Signatures of the spatial extent of plastic events in the yielding transition in amorphous solids

TL;DR

This paper investigates how the spatial extent of avalanches in sheared amorphous solids influences the distribution of local residual stresses, revealing size-dependent effects and a new scaling relation between avalanche size and stress distributions.

Contribution

It demonstrates that the spatial extent of avalanches affects residual stress distributions and introduces a new scaling relation linking avalanche size and residual stress exponents.

Findings

Residual stress distribution features a system size dependent plateau.

Departure from power-law form is due to far field effects.

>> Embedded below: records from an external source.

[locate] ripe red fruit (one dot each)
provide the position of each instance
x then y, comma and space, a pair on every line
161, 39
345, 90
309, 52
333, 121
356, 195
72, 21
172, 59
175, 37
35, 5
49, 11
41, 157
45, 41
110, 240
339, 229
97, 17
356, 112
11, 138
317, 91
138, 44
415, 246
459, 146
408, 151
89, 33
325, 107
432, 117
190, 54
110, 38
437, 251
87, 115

Average weakest site stress scales with system size.

Abstract

Amorphous solids are yield stress materials that flow when a sufficient load is applied. Their flow consists of periods of elastic loading interrupted by rapid stress drops, or avalanches, coming from microscopic rearrangements known as shear transformations (STs). Here we show that the spatial extent of avalanches in a steadily sheared amorphous solid has a profound effect on the distribution of local residual stresses $x$. We find that in this distribution, the most unstable sites are located in a system size dependent plateau. While the entrance into the plateau is set by the lower cutoff of the mechanical noise produced by individual STs, the departure from the usually assumed power-law (pseudogap) form $P(x) \sim x^{\theta}$ comes from far field effects related to spatially extended rearrangements. Interestingly, we observe that the average value of weakest sites $\langle x_{min} \rangle$ is located in an intermediate power law regime between the pseudogap and the plateau regimes, whose exponent decreases with system size. Our findings imply a new scaling relation linking the exponents characterizing the avalanche size and residual stress distributions.